Actually my kid uses a bus pass with a mag strip over the back camera. The rubbery Speck case holds it in place, and the mag strip is opaque across the visible wavelengths and probably beyond.

I suspect that there are quite a few readers here who are middle-aged bourgeoisie like me, and have teen-aged girls. The ‘use a case’ argument does nothing to make covering the front camera easy and does nothing in re the mike. It therefore does nothing to further the interests of those of us whose dependent minors use these appliances (iPods included).

The point, which oddly escaped ‘Enso’, is that the standard user of a communication appliance should not need to spend any time or thought on ‘securing’ it. User security should be the default, starting with the hardware, and ending with peripherals and accouterments like cases. There is no legitimate counter-argument.

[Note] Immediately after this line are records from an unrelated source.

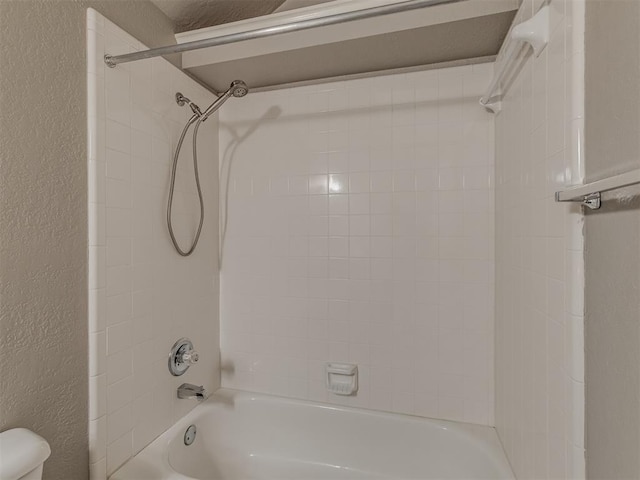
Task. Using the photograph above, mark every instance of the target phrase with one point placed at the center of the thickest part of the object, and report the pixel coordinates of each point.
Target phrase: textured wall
(613, 241)
(539, 256)
(360, 222)
(43, 233)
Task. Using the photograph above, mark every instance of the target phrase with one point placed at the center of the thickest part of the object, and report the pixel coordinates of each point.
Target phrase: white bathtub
(241, 436)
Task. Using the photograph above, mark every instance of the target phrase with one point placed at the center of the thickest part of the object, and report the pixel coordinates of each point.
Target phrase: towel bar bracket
(593, 201)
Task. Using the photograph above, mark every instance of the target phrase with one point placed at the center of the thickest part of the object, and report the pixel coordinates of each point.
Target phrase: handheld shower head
(237, 89)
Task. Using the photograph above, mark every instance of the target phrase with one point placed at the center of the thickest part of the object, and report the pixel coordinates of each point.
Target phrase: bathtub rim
(483, 436)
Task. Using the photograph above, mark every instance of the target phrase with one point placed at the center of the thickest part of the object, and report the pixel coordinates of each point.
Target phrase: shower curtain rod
(113, 60)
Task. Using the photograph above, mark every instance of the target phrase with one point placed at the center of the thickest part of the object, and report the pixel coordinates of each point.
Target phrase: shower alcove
(361, 207)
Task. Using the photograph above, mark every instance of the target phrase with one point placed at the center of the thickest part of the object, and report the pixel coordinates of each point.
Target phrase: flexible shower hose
(174, 169)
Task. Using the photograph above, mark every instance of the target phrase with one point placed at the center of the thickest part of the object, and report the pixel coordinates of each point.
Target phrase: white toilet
(22, 454)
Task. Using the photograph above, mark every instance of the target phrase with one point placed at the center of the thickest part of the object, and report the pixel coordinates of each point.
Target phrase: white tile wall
(539, 259)
(142, 295)
(359, 228)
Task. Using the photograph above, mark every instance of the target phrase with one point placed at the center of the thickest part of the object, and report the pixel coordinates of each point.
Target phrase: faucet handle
(190, 357)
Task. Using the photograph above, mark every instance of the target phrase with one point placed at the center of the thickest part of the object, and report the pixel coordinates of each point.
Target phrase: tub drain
(190, 435)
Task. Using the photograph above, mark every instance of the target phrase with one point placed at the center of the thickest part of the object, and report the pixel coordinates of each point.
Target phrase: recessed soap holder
(342, 378)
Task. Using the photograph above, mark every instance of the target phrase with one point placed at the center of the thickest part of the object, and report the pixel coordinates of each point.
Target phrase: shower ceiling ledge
(460, 31)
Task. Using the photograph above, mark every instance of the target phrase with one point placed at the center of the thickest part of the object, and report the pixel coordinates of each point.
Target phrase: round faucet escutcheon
(182, 356)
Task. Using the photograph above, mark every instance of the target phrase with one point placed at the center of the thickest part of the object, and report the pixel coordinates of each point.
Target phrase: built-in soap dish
(342, 378)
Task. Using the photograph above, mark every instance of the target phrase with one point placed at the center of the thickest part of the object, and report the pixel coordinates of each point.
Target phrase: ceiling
(193, 14)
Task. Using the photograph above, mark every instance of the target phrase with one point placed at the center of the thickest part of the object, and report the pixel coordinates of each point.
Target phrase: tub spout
(188, 391)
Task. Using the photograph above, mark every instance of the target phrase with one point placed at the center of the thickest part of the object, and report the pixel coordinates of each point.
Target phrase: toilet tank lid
(21, 451)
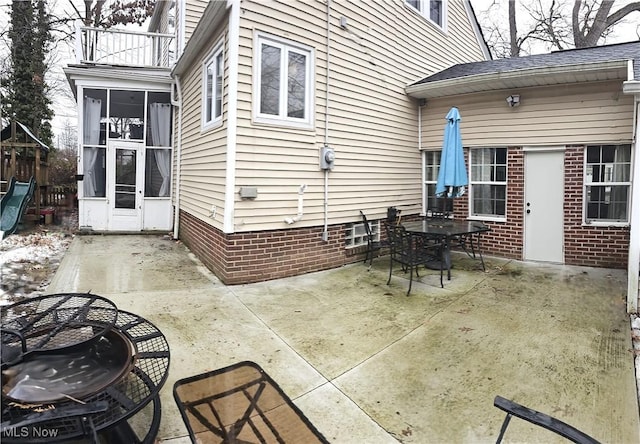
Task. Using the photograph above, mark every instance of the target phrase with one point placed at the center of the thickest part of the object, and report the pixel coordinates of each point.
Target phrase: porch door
(543, 206)
(126, 179)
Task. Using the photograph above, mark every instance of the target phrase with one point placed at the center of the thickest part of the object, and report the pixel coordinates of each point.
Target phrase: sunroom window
(488, 186)
(284, 82)
(607, 183)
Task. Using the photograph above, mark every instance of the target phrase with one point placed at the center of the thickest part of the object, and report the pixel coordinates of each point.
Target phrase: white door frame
(544, 204)
(125, 219)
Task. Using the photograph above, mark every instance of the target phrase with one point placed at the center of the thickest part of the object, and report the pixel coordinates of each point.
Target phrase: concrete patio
(366, 363)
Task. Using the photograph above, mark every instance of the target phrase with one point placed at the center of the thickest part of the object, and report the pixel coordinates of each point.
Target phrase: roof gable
(613, 58)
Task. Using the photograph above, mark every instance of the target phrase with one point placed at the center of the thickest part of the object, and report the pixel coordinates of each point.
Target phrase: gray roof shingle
(620, 51)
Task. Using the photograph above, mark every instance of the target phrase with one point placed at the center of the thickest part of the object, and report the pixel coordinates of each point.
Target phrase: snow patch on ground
(28, 262)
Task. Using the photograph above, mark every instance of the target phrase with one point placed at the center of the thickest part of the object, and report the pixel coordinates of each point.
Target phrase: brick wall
(505, 239)
(263, 255)
(584, 245)
(242, 258)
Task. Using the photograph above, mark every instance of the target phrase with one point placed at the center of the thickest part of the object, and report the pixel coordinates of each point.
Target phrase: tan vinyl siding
(203, 152)
(560, 115)
(372, 123)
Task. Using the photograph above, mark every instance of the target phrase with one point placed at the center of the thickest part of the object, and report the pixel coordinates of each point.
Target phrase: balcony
(124, 48)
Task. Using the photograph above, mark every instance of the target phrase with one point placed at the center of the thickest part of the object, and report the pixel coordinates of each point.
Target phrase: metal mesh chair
(541, 419)
(373, 245)
(239, 404)
(411, 251)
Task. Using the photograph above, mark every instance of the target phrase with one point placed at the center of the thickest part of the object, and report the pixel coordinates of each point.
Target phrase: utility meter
(327, 158)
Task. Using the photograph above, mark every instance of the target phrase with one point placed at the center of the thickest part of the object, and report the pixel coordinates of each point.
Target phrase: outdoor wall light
(513, 100)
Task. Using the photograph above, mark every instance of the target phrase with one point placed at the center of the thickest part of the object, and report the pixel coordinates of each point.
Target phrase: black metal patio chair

I’ve reached the conclusion that opinionators on the net and in the media who poo-poo these unremarkable concerns are just men who like free naked images of girls. Given the socially sanctified hysteria about “child porn” – that’s being used so effectively now to erode personal liberty – pointing this out repeatedly may be of use. ‘Bird’ watching is a common practice in places where covert surveillance of the general population is SOP. There was good media coverage of the issue in Britain ~15 years ago, shortly after they first installed CCTV cameras in all public places.

I found the topic fascinating at the time, and still do. In order to disregard it, you need to work very hard to ignore the inevitable effects of imbalance of power and how it corrupts those who have insufficient oversight.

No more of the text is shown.